Plakat der Kampagne gegen Korruption in Bulgarien 2017„… Anfangs hatte Borissow noch geglaubt, er könne die Situation aussitzen. Einige Minister*innen mussten dran glauben, doch die Demonstrationen gingen weiter. Dann brachte Borissow eine Verfassungsänderung ins Spiel, die er seinem Volk als „demokratischen Neustart“ verkaufen wollte. Doch das Projekt meißelt nur das in Stein, was in Bulgarien leider Alltag ist: Die Mächtigen füllen sich schamlos mit Geldern aus Brüssel ihre Taschen – freundlich assistiert von einer Justiz, deren Unabhängigkeit nur auf dem Papier steht.

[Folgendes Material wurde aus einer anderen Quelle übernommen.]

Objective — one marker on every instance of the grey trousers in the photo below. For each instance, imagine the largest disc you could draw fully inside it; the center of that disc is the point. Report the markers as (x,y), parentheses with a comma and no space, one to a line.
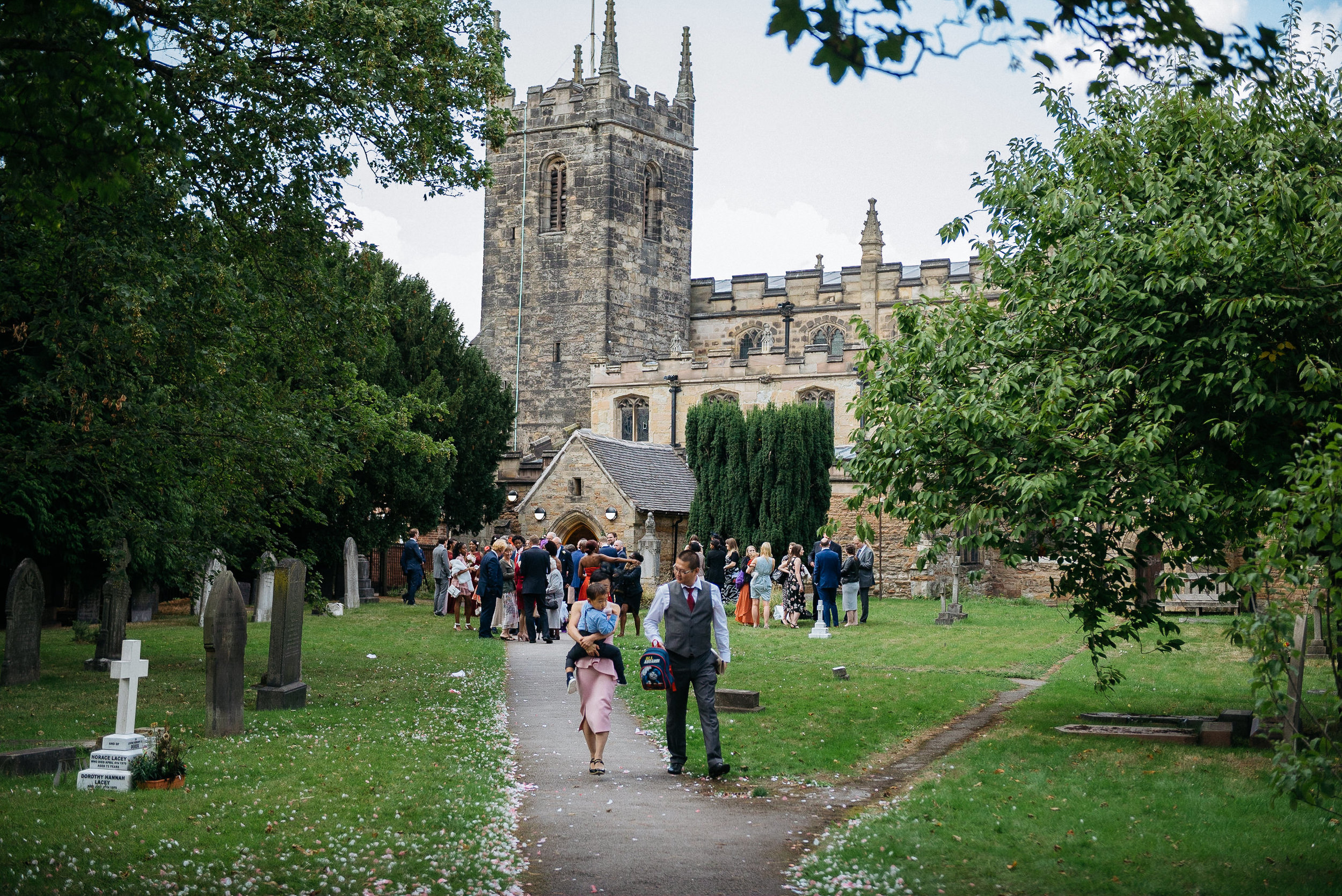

Damit das auch weiter so reibungslos funktioniert, soll der Generalstaatsanwalt laut neuer Verfassung noch mehr Macht erhalten. Wie ernst diese Dinge verhandelt werden, zeigte eine Einlassung des Oppositionsabgeordneten Weselin Mareschki. Er habe den Verfassungsentwurf nicht gelesen und werde das auch nicht tun. Aber er habe dafür unterschrieben, das sei doch nicht so wichtig. Noch Fragen? Die sind für viele Bulgar*innen in einigen Punkten längst beantwortet, denn Borissows Spielchen ist zu durchsichtig: Zeit gewinnen – möglichst bis März kommenden Jahres, wenn eine Parlamentswahl ansteht. Wegen Polizeigewalt in Belarus verhänge die EU Sanktionen, im Falle Bulgariens nicht. Heuchelei und Doppelmoral, schreibt ein User auf dem Nachrichtenportal Mediapool.bg. Recht hat er…“  – aus dem Beitrag „Große Heuchelei“ von Barbara Oertel am 04. September 2020 in der taz online externer Link über ein weiteres der zahllosen Beispiele, in denen die EU keineswegs in irgendeiner Weise gegen ein „fragwürdiges“ Regime irgendetwas unternimmt, sondern, im Gegenteil, es weiter massiv fördert… Siehe dazu auch drei weitere aktuelle Beiträge zur Entwicklung der Proteste, darunter auch ein Beispiel, wie die unsägliche EU wieder einmal verteidigt wird, und den Hinweis auf unseren letzten Beitrag zu Bulgarien, worin es auch Informationen zum Wirken der verschiedenen politischen Strömungen im Land gab…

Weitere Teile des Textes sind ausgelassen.